Friday, September 14, 2007

Observations From a Hospital

I wrote the following while on a 15 minute break at the hospital where I'm working as a chaplain. I was sitting outside on a veranda, overlooking the city, and the following just came to me.

"I saw the face of God today. She was a 97 year-old Chinese woman with stringy, greasy hair, who wanted to die. I can't tell you exactly how I know it was God, other than just a feeling I have. When everything else falls away--eating, drinking, hygiene, an urge to cling to life--when it falls away, it is much easier to identify God.

You know what the most spectacular thing was? God was in the room twice, as only God can be. God was in the daughter's eyes as well. The daughter who slowly fed her mother a bite at a time, who told me her mother fought the doctors tooth and nail, who smiled when she spoke of her mother's ability to taste a food once and know how to cook it--God was in her face, too.

God was also down the hall in the 87 year-old Russian Orthodox woman who couldn't speak, who labored through every breath, but whose breath calmed and slowed the longer I sat and looked at her.

Lest you think God only resides in women, I also glimpsed God in a 95 year-old, New York born, ballroom dancing Episcopalian. I never knew God meringued, but I can swear it's the truth.
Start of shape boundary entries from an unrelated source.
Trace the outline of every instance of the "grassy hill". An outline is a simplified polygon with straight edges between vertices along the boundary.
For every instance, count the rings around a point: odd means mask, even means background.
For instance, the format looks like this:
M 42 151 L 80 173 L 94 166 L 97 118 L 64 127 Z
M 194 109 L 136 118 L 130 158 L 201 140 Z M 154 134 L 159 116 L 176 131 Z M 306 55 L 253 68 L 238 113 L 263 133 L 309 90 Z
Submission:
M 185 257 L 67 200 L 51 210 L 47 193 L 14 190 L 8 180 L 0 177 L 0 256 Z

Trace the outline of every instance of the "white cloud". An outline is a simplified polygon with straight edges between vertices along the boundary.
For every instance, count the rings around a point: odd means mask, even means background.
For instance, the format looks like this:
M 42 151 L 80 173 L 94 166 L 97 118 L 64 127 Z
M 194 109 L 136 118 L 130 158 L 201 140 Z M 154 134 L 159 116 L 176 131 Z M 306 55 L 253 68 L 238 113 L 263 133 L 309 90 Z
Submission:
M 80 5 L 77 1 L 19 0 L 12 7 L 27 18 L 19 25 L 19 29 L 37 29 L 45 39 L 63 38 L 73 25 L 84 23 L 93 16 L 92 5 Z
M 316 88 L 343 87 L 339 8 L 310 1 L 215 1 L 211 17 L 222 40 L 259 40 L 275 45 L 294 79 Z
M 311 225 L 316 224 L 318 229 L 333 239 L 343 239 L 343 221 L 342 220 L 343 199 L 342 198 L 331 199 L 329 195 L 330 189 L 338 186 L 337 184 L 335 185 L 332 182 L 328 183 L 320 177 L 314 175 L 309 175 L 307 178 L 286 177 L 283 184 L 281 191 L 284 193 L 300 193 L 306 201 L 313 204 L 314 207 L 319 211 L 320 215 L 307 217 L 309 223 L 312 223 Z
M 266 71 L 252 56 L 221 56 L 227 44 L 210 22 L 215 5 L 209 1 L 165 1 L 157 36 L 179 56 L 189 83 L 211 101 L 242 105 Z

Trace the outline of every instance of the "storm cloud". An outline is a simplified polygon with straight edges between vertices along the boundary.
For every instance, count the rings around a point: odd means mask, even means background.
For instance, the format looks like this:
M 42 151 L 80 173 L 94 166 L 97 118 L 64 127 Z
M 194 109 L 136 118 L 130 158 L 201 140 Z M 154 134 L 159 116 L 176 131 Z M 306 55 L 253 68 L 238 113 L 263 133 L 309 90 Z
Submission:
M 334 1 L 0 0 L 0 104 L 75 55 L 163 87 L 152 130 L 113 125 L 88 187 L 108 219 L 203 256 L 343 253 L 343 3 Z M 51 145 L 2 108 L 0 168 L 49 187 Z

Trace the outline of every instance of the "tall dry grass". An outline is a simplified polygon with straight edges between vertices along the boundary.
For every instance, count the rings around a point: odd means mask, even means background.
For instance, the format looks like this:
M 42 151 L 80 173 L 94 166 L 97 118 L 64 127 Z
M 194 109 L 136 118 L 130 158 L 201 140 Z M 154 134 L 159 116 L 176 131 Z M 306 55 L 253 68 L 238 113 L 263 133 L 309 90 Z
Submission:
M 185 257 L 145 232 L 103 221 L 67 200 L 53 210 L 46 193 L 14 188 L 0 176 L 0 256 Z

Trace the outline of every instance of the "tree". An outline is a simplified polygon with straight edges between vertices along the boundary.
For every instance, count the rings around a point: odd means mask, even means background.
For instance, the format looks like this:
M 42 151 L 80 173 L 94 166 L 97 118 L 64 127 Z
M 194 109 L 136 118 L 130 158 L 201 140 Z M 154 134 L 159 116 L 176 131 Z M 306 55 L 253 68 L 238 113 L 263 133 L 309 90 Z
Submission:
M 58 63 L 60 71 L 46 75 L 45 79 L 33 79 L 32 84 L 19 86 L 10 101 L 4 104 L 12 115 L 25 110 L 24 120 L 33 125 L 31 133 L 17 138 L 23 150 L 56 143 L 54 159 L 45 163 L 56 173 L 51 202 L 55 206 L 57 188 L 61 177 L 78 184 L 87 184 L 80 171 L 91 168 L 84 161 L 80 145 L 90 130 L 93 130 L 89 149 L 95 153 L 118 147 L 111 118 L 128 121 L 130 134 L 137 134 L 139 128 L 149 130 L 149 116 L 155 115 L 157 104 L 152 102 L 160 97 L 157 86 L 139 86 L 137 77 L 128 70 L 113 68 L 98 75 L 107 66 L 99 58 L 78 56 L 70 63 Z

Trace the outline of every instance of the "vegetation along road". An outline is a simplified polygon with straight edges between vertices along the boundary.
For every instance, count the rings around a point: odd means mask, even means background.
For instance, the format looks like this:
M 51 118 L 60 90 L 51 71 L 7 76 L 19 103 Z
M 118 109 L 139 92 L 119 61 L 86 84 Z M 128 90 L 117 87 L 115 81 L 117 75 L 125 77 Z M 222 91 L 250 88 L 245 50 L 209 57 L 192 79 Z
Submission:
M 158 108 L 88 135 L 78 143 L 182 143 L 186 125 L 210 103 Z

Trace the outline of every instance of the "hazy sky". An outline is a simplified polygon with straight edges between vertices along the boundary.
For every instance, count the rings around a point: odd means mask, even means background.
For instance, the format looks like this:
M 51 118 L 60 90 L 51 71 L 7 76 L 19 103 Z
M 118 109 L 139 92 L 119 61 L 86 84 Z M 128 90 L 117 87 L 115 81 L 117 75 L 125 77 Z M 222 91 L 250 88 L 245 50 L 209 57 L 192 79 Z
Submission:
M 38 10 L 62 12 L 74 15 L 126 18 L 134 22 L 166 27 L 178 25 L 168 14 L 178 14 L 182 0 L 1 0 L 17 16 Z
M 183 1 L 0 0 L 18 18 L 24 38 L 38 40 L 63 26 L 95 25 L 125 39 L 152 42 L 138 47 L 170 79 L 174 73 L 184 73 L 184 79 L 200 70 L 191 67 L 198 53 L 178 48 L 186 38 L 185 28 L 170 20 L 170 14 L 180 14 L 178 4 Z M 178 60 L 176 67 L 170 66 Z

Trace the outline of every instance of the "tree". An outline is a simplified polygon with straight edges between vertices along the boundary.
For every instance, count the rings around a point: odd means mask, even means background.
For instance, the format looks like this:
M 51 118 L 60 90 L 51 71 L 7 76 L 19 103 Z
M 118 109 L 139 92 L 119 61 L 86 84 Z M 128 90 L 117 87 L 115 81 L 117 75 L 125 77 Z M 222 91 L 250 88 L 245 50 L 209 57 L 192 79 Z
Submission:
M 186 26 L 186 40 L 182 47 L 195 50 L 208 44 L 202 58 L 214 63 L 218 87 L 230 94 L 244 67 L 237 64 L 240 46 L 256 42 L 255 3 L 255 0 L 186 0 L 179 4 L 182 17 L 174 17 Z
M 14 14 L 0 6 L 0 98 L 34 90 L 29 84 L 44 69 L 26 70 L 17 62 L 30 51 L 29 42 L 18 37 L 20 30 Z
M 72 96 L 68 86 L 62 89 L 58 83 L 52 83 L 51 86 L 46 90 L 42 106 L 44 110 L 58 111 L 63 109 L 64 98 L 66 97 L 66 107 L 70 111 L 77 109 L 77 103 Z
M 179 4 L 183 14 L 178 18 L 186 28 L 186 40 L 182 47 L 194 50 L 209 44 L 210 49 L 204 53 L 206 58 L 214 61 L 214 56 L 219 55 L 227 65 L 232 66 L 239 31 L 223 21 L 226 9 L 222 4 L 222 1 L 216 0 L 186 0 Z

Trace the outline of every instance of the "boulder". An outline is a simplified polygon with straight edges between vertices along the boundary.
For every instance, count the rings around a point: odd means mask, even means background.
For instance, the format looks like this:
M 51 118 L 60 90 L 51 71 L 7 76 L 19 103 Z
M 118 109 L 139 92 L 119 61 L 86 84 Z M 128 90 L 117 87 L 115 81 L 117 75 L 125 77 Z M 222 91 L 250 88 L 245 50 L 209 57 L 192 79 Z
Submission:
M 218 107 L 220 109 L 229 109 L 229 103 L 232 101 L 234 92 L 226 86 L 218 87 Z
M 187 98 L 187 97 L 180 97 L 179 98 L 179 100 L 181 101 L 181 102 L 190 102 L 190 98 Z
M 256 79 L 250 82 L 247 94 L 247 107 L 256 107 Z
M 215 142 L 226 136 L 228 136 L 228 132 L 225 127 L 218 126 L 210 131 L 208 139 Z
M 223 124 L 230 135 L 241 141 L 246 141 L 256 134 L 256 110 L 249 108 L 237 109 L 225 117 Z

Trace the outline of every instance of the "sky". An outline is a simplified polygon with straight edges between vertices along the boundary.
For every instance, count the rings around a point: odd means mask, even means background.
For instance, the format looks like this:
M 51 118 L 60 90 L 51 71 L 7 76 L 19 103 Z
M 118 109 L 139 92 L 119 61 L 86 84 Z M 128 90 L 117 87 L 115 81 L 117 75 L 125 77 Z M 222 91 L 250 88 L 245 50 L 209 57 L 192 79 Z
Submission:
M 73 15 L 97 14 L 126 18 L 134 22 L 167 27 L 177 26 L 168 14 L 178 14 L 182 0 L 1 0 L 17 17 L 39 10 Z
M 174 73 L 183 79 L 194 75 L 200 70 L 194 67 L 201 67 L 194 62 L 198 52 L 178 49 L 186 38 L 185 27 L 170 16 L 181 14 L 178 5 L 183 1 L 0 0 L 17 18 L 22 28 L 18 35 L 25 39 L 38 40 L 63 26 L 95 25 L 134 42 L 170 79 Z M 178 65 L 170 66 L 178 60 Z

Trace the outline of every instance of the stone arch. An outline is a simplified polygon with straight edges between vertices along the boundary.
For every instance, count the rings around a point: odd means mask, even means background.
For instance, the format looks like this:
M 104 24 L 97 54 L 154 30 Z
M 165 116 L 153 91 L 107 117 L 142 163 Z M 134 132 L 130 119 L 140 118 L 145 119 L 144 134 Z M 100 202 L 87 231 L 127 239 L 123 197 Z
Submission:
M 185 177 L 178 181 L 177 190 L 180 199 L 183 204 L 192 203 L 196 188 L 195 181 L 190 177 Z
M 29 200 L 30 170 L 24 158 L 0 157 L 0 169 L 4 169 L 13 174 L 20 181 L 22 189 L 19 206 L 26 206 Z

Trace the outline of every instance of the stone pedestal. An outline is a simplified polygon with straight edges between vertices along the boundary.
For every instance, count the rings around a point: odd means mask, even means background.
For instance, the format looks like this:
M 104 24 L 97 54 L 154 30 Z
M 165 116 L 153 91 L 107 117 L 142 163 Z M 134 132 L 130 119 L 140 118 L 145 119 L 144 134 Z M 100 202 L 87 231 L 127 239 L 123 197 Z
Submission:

Coming to San Francisco, there's a lot of people I expected to meet--new friends, fellow students, neighbors, perhaps even a local celebrity. What I wasn't expecting, however, was to see God on a ventilator, to see God with pancreatic cancer. Heck, I never even realized God got colds. Yet...yet...I can attest to it now.

I wonder where I'll find God tomorrow. On a stretcher in the hallway? In a nurse's uniform running from room to room? Next to a sea of rooftops, the adventure begins."